The gospel samples and Fisher's spirit-filled singing recall the frontman's upbringing in the church on the outskirts of Atlanta. To this day, Fisher takes refuge in Sunday morning services. “I still go to church. Not only because of my personal faith, but also as a cultural practice and reaffirmation of black identity in this country,” he said. “I think for a lot of African-Americans, the church has historically represented a place of liberation and hope.”

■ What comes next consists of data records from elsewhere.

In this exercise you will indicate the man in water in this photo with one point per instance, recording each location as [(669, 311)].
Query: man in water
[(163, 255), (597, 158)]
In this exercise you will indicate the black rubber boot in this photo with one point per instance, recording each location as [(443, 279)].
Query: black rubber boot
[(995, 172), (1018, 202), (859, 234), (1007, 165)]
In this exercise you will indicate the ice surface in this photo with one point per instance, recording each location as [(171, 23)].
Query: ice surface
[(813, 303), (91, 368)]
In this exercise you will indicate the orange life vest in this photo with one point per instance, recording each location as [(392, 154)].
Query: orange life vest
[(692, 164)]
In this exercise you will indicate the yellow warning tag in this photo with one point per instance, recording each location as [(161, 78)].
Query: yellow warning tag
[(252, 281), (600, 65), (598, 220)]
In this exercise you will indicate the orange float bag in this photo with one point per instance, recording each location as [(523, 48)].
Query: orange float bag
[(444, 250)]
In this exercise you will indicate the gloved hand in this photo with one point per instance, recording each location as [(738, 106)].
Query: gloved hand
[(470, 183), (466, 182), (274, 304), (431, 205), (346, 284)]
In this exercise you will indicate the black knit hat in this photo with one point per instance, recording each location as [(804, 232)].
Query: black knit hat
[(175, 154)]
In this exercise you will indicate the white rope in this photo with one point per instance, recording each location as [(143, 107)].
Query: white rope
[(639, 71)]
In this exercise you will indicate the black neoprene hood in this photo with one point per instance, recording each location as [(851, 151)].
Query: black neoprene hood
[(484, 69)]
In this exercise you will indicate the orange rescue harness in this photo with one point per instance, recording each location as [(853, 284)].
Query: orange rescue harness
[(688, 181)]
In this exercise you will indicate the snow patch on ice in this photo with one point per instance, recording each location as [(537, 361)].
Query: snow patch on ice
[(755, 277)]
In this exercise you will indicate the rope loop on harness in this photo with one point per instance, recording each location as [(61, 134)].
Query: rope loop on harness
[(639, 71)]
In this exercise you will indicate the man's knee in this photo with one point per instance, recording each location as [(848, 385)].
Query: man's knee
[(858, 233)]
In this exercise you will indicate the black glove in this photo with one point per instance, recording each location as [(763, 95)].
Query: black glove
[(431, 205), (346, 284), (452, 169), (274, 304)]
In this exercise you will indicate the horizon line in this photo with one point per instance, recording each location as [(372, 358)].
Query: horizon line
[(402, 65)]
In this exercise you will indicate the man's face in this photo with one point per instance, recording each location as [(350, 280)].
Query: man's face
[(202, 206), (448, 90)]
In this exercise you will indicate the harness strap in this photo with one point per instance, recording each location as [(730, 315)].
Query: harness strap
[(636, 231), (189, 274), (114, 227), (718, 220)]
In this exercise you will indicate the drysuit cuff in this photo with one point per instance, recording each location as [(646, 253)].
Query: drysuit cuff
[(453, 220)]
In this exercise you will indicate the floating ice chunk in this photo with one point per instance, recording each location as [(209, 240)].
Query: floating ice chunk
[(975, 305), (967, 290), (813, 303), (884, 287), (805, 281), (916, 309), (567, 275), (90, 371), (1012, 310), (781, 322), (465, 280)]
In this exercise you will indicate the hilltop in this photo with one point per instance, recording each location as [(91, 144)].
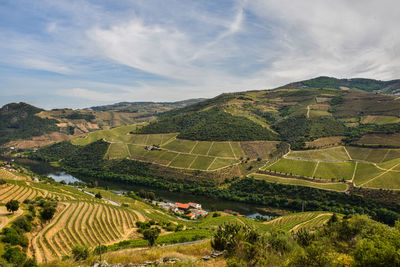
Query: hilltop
[(368, 85), (25, 126)]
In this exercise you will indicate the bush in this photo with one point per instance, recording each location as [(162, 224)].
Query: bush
[(15, 256), (47, 213), (151, 235), (80, 253), (23, 223), (12, 206), (13, 237), (30, 263)]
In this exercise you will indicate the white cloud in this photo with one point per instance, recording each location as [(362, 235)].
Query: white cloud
[(83, 93), (200, 49)]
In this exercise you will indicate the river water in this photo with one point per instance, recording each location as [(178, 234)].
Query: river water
[(210, 204)]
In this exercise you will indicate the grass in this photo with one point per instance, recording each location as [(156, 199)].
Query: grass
[(221, 163), (381, 139), (320, 113), (293, 221), (182, 161), (221, 149), (117, 150), (371, 154), (380, 119), (389, 164), (237, 150), (336, 171), (328, 154), (341, 187), (180, 145), (365, 172), (202, 148), (105, 134), (202, 162), (389, 180), (294, 167)]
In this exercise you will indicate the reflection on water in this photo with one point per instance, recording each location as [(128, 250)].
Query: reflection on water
[(210, 204), (63, 176)]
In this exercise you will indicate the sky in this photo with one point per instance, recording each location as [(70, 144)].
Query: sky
[(77, 53)]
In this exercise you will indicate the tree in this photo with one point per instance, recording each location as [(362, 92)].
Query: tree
[(14, 255), (151, 235), (80, 253), (47, 213), (12, 205), (30, 263)]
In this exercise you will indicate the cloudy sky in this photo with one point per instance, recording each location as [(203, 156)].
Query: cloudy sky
[(76, 53)]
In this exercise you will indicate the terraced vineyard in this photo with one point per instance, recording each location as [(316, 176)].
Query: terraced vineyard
[(340, 187), (83, 223), (366, 167), (178, 153), (303, 220)]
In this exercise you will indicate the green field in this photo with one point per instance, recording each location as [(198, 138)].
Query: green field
[(297, 221), (221, 149), (341, 187), (180, 145), (328, 154), (117, 150), (220, 163), (178, 153), (365, 172), (380, 119), (293, 167), (388, 180), (202, 148), (105, 134), (336, 171)]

“It was also a place where politics and hope and faith intersected,” he continued. “What we do in this band is create a place where you can have different philosophies and schools of thought and ideologies, and you can let those things coexist in order to create your own dialog and to engage with the world on a political basis. My personal relationship with my background and my faith has nothing to do with what Algiers is or what the other guys believe. It's very much about emancipatory projects and liberating people from the various appendages of oppression.”

Rather than primarily focusing on specific incidents that end up on a CNN ticker and then disappear a day later, throughout The Underside of Power (and particularly on the title track), Algiers rages against abusive power structures prevalent in society at large.

“We're not a topical band, and I don't even think we're a political band. People act as if politics exists outside of the realm of life. Politics is in everything and it shapes everything,” Fisher said. “I think it's antithetical to the creative impulse to say that I'm only going to create around this one specific thing. That's pointless. You create because it's a need to express, on an existential level, your life as a human being: love, loss, tragedy, politics, anger, revenge, heartbreak.”